Domain name: €10–15 per year
This is your web address, yourbusiness.com. You buy it from a registrar like Namecheap, Porkbun, or your hosting company. A .com is usually €10–15 per year. Country-specific domains (.fi, .co.uk, .de) are sometimes slightly more. Premium domains (short, memorable words) can cost hundreds or thousands if someone’s already holding them, but for most businesses you’re in the €10–15 range.
Hosting: €5–30 per month
This is the computer that stores your website files. Shared hosting starts at around €5 per month from providers like Hostinger or SiteGround. Managed WordPress hosting (which handles updates, security, and backups for you) runs €15–30 per month from providers like Kinsta or WP Engine. For a small business site with modest traffic, shared hosting is fine. For a busy ecommerce site or anything mission-critical, managed hosting is usually worth the extra cost.
SSL certificate: free
This is the padlock in the browser bar that makes your site load as “https” instead of “http”. Every decent host now includes a free SSL certificate via Let’s Encrypt. If a host tries to sell you an SSL certificate as an add-on, pick a different host.
WordPress software: free
WordPress itself is free and open source. There’s no license fee, no monthly subscription, no platform cost. This is one of the main reasons WordPress dominates the web: the software costs nothing. You’re only paying for hosting it and for whatever design and functionality you add on top.
Theme: €0–200
The theme determines what your site looks like. WordPress includes a few free default themes. The official WordPress directory has thousands more free themes. Premium themes from ThemeForest or developer marketplaces run €30–100 one-time, or €60–100 per year for themes with ongoing updates and support. Some high-end “framework” themes like Divi, Elementor Pro, and Bricks cost €60–250 per year. At this price you’re really paying for the page builder that comes with the theme.

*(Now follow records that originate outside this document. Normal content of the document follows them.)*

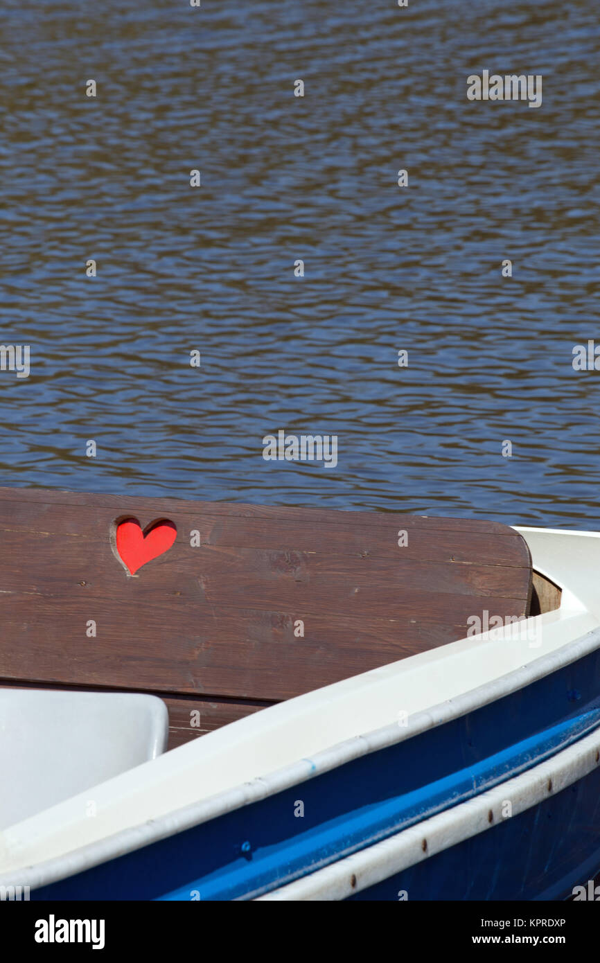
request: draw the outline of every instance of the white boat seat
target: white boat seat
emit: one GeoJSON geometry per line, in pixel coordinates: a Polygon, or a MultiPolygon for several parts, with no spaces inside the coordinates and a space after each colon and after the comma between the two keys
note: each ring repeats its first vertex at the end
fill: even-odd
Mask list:
{"type": "Polygon", "coordinates": [[[168,734],[154,695],[0,689],[0,830],[154,759],[168,734]]]}

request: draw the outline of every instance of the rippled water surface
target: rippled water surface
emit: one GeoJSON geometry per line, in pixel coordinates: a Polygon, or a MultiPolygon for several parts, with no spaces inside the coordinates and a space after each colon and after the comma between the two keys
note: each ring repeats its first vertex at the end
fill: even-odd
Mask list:
{"type": "Polygon", "coordinates": [[[4,0],[0,483],[600,529],[599,23],[4,0]],[[542,106],[469,102],[483,68],[542,106]],[[278,429],[337,467],[266,462],[278,429]]]}

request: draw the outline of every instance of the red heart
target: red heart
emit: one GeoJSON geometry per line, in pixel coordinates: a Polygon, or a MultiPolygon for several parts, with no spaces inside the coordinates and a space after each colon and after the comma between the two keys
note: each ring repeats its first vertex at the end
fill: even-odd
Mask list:
{"type": "Polygon", "coordinates": [[[168,552],[176,537],[177,529],[166,518],[151,522],[143,532],[137,518],[127,518],[117,527],[117,551],[134,575],[146,561],[168,552]]]}

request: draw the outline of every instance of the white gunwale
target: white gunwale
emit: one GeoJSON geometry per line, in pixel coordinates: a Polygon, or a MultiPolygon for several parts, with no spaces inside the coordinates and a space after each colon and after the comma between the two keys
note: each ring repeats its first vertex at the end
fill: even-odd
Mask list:
{"type": "Polygon", "coordinates": [[[507,626],[459,639],[182,745],[5,829],[0,883],[37,887],[82,872],[463,715],[593,651],[600,534],[516,530],[534,567],[562,592],[558,611],[522,623],[530,623],[529,638],[507,626]],[[93,819],[86,816],[90,799],[93,819]]]}

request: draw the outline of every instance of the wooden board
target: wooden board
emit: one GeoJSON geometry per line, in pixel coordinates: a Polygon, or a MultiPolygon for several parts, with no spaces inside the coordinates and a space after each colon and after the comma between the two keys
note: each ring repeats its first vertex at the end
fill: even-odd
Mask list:
{"type": "Polygon", "coordinates": [[[162,693],[179,739],[182,698],[230,720],[524,615],[532,591],[495,522],[2,488],[0,538],[0,681],[162,693]],[[133,576],[131,517],[176,529],[133,576]]]}

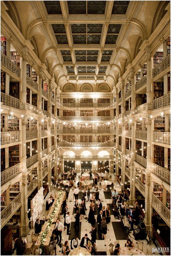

Important distinction: buying a theme is not the same as getting a custom design. Even an expensive premium theme is a template that thousands of other businesses are also using. If you want a site that doesn’t look like anyone else’s, you need custom design on top of (or instead of) a theme.
Plugins: €0–300 per year
Plugins are add-ons that give WordPress extra features. Contact forms, SEO tools, security, backups, caching, ecommerce, booking systems, and so on. Most essential plugins have solid free versions. A few common ones that small businesses often pay for: WP Rocket (caching, €50/year), a premium SEO plugin like Yoast Premium or RankMath Pro (€60–100/year), WPForms or Gravity Forms (€40–100/year), and WooCommerce extensions if you’re running a shop (variable).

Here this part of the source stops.